Malaya
- The front page of Malaya on June 26, 2015
- Type: Daily newspaper
- Format: Broadsheet
- Owner(s): People's Independent Media, Inc.
- Founder(s): Jose Burgos, Jr., Amado P. Macasaet (Malaya Business Insight)
- Publisher: Allen A. Macasaet
- President: Maria Monica Anne F. Macasaet
- Editor: Nerilyn A. Tenorio
- Managing editor: Ma. Teresa A. Molina
- Founded: January 31, 1983; 43 years ago
- Political alignment: Centre
- Language: English (since 1983) Filipino (1981-1982)
- Headquarters: Chinese Commercial Bldg., 652 Sto. Tomas Street, Intramuros, Manila, Philippines
- City: Manila
- Country: Philippines
- Circulation: 80,000 (2012)
- ISSN: 0115-8104
- OCLC number: 28607159
- Website: malaya.com.ph

= Malaya (newspaper) =

Broadsheet newspaper in the Philippines

Malaya, originally named Ang Pahayagang Malaya ("The Free Newspaper" in Filipino), is a broadsheet newspaper in the Philippines, headquartered at Intramuros, Manila, and owned by People's Independent Media Inc. The newspaper is known for being one of the publications that fought against the presidency of Ferdinand Marcos.

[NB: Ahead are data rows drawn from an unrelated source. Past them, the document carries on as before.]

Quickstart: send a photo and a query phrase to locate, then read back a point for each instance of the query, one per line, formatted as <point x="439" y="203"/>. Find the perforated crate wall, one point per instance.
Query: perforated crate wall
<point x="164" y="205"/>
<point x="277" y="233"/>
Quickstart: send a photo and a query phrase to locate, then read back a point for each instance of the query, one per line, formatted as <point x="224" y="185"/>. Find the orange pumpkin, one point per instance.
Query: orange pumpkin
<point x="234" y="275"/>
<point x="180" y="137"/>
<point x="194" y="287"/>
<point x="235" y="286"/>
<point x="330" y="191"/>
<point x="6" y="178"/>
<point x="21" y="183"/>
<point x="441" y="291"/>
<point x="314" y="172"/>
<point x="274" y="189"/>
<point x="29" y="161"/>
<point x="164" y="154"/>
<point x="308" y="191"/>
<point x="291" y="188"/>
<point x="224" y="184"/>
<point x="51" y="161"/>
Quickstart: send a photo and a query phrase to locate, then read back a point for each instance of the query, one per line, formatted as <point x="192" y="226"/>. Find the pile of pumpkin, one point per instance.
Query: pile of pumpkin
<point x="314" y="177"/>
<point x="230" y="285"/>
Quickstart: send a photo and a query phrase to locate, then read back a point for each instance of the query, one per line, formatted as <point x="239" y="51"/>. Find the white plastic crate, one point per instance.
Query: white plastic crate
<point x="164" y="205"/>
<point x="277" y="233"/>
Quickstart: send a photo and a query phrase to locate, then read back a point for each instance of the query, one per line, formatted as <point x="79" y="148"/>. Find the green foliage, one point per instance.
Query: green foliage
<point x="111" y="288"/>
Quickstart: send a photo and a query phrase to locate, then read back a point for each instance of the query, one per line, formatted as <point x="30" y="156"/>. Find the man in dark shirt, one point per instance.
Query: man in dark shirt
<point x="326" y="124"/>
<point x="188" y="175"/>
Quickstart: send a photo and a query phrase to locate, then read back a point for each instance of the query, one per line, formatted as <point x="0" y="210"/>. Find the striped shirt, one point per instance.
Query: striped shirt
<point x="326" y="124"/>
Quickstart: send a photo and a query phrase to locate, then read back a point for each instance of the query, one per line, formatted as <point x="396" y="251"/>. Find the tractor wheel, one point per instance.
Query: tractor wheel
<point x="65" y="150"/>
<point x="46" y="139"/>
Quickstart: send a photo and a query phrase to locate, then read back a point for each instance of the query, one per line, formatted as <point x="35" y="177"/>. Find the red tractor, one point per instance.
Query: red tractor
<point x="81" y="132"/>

The newspaper also publishes a business section called the Malaya Business Insight which is placed before the actual Malaya.

==History==
=== Under Jose Burgos, Jr. ===
The newspaper's name was derived from the Filipino word that means "free". In 1981, Malaya was founded by Jose Burgos, Jr. as a weekly, and later daily written in the Tagalog language. It eventually began publishing content in English language in 1983, when President Ferdinand Marcos closed down WE Forum, a sister publication of Malaya. It continued to fight the administration of Marcos during its last years in power. During the events that lead to Marcos' ouster, Malaya published one million copies daily, a feat never been done before in the history of newspaper publishing in the Philippines.

==== Marcos dictatorship ====
Among the journalists who wrote for Malaya during this time included Chuchay Fernandez, Joel Paredes, Chit Estella, Ellen Tordesillas, Rita Festin, Desiree Carlos, Joel Saracho, and Estelita "Esty" Juco.

=== Under Amado Macasaet ===
After the EDSA Revolution, Amado P. Macasaet, veteran journalist and then Business Editor of Malaya, became the new owner of Malaya. Macasaet also owned two tabloids, Abante and Abante Tonite.